Loos was able to start jogging by April, and was running by June. He spent most of the summer in DeKalb, working out with the rest of the Huskies.
He’s added about 15 pounds of “mostly muscle,” he says, and his bench press has increased by about 20 pounds, to 390.
“At this point, I’m a lot further ahead this season than what I was last season,” Loos said. “I’m feeling pretty good for this season.”
Carey, who was Loos’ offensive line coach before taking over as head coach in December of 2012, is thrilled to have Loos back in the fold. Loos was a first-team all-conference performer in 2013, and will anchor an offensive line that has 103 career starts.
“He needs to play at the high level he can,” Carey said, “and he’s way ahead of where he was last year at this time. We feel good about where he’s at right now.”
Loos has no plans to wear any special pads or braces to protect his surgically repaired legs. The only thing he’ll do is wrap his left ankle with special tape that will hold it in place, even when moving around.
“Right now, my ankle’s tight,” he said. “I can’t move up and down as far as I can with my right ankle. The major thing with injuries is range of motion, so you can stay flexible and be more agile out on the field.”
Loos went through a regular practice on Monday, then was limited to drills and conditioning on Tuesday. On Wednesday, it was back to normal. On Thursday, more drills and conditioning. He hopes to be going full strength by sometime in the next week or two.
When the season opener against Presbyterian rolls around on Aug. 28, however, Loos won’t be thinking about his health.
“Once I’m out there and we’re going live, I really don’t think about it.” Loos said. “If somebody gets close to my legs and I kind of feel something, I’ll admit I get scared for a second, but once game time comes, I’ll get over that and I won’t even be thinking about it.”
Carey stressed there will be no coddling of Loos.
“Football is a violent sport,” Carey said. “There’s a lot of collisions between big men trying to clear holes for little men.
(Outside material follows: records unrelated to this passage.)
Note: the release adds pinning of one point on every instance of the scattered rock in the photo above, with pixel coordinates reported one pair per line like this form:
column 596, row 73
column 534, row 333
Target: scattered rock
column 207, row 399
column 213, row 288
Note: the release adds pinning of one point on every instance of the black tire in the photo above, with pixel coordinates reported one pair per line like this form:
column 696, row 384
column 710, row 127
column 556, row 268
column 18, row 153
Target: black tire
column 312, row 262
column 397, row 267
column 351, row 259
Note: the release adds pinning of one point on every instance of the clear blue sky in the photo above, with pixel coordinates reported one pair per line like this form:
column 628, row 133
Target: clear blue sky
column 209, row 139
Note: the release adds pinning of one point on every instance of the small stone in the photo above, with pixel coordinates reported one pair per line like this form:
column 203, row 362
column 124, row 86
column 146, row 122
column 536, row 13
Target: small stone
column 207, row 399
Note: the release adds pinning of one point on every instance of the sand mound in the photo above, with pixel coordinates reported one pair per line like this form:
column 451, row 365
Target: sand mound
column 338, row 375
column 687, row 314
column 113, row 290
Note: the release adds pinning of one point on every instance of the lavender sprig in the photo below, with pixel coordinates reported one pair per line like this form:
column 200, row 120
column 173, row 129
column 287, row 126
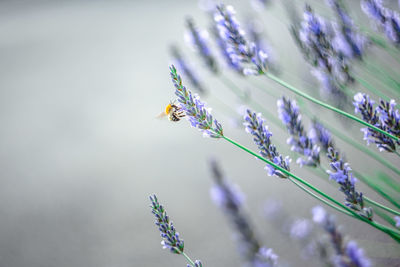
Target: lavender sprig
column 316, row 36
column 387, row 19
column 299, row 141
column 195, row 109
column 254, row 124
column 321, row 135
column 341, row 173
column 167, row 230
column 348, row 41
column 198, row 40
column 230, row 200
column 249, row 59
column 385, row 117
column 345, row 254
column 186, row 69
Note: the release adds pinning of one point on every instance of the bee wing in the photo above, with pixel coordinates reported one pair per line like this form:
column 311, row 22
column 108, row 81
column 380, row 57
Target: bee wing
column 161, row 115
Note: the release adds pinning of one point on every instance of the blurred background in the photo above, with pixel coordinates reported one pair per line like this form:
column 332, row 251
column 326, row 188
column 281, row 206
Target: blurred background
column 81, row 83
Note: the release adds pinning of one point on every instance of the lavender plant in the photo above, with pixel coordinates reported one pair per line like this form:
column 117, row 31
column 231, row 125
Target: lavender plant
column 348, row 254
column 170, row 237
column 385, row 117
column 299, row 141
column 228, row 197
column 334, row 50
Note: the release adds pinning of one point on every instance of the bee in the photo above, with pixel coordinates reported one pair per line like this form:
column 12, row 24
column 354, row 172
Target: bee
column 173, row 112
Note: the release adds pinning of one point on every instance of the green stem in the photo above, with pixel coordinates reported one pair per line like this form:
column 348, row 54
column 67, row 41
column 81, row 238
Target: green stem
column 391, row 232
column 381, row 206
column 377, row 189
column 319, row 198
column 188, row 259
column 355, row 144
column 369, row 87
column 323, row 104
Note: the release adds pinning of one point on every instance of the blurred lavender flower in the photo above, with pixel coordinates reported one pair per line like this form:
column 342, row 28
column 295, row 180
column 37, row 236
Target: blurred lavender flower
column 341, row 173
column 186, row 69
column 347, row 40
column 195, row 109
column 385, row 117
column 254, row 124
column 198, row 39
column 386, row 19
column 250, row 60
column 258, row 5
column 316, row 37
column 300, row 229
column 233, row 64
column 197, row 263
column 330, row 87
column 167, row 230
column 345, row 255
column 255, row 33
column 397, row 220
column 319, row 134
column 228, row 198
column 299, row 141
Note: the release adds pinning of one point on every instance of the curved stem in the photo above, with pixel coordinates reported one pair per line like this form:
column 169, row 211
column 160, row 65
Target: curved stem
column 391, row 232
column 381, row 206
column 355, row 144
column 323, row 104
column 319, row 198
column 369, row 87
column 377, row 189
column 188, row 259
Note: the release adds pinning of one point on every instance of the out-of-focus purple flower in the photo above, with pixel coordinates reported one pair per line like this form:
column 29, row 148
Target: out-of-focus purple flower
column 385, row 117
column 341, row 173
column 387, row 19
column 397, row 220
column 242, row 54
column 265, row 257
column 254, row 124
column 197, row 263
column 299, row 141
column 255, row 34
column 319, row 214
column 345, row 254
column 186, row 69
column 347, row 39
column 330, row 87
column 300, row 229
column 230, row 201
column 321, row 135
column 167, row 230
column 356, row 255
column 198, row 39
column 198, row 115
column 316, row 38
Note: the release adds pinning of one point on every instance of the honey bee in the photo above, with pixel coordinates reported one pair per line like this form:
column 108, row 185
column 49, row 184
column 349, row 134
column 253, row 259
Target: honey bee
column 173, row 112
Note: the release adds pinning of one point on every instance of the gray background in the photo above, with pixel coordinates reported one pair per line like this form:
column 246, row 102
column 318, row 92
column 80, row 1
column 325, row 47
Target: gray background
column 81, row 83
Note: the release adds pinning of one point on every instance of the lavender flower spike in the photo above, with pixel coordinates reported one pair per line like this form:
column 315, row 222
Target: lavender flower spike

Yeah, we’ll take some precautions with Tyler, but when you’re on the field, you’ve got to go as an offensive lineman.”
The big question for the Huskies is who will replace Jordan Lynch at quarterback. Lynch guided the team to a combined 24-4 record the past two seasons, but he’s now trying to make the Chicago Bears’ roster.
Three signal callers – Anthony Maddie, Drew Hare, and Matt McIntosh – have been getting first-team reps early in the preseason. Nobody at NIU on Wednesday, including Loos, was saying who would get the job.
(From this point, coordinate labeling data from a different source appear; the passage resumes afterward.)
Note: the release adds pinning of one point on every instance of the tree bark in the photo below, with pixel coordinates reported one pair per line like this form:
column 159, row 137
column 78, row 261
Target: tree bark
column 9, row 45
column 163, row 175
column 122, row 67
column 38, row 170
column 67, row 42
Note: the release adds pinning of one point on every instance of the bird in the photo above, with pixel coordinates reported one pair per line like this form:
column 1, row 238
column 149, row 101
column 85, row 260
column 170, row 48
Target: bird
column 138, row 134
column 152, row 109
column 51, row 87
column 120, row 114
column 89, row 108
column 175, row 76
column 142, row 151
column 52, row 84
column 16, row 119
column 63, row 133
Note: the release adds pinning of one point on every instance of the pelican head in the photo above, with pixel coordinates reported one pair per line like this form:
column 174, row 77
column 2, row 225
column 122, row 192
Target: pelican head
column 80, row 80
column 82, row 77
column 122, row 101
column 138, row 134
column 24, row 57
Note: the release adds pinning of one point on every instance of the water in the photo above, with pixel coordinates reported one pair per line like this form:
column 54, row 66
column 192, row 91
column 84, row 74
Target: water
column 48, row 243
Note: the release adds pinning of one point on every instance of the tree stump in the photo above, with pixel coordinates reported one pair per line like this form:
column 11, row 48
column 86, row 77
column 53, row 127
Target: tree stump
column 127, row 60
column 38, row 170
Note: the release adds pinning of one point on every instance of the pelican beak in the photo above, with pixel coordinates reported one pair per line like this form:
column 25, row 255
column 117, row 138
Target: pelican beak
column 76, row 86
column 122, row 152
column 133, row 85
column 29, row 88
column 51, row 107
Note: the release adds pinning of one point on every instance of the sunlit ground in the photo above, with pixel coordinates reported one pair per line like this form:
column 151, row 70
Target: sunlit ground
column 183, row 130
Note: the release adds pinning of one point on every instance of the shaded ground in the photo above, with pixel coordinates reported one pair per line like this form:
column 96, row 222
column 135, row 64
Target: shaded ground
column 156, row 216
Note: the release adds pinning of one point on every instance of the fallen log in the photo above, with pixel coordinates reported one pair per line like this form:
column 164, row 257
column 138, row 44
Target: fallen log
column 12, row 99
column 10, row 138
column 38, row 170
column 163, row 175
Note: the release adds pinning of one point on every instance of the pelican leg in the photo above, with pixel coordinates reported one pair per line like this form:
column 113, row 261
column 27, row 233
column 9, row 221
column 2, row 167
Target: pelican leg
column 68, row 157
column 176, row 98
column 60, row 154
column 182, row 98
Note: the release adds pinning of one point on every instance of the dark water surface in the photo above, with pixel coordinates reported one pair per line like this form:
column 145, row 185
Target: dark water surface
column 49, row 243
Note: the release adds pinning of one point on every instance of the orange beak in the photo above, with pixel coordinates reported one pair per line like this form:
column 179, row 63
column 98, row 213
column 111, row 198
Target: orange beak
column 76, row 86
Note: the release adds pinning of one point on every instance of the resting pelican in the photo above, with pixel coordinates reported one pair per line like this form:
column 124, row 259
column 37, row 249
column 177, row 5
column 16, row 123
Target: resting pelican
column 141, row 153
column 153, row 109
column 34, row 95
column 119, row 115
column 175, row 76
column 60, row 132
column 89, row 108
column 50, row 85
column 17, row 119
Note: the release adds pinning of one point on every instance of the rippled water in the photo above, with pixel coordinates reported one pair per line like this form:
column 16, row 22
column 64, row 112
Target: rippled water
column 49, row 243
“Hopefully somebody separates himself soon,” Loos said, “but I think it’s a good battle.”
In the Mid-American Conference Media Day on July 23, NIU was tabbed to finish second in the West Division, behind Toledo, in a poll of the league’s coaches. Being an underdog is just fine with Loos.
“I’ve seen some people think we won’t be as good without Jordan,” Loos said, “but we’ve got a lot of guys returning on offense. Our offense is going to be fine. On defense, we’ve got some new schemes. Those guys are playing tough, and they’re going to be solid, too. I think we’ll have a shot to go to the MAC championship game again, and go to another big bowl.”
Loos is on track to graduate with a degree in finance in December. He’s taking just two classes this semester – a required class in international finance, and an elective in portfolio management.
Loos applied for and was accepted into the portfolio management class. He’s among a group of nine students who will decide where to invest about $300,000 of NIU’s money, and the teacher will execute the transactions.
“It should be a pretty interesting class,” Loos said, “and it’s something I look forward to learning about.”
High school: Sterling, class of 2010
College: Northern Illinois
FYI: 2-year starter at left tackle for Huskies. ... All-conference first team as junior, & second team as sophomore. ... Missed all or parts of last 3 seasons with injuries. ... Will graduate with degree in finance in December.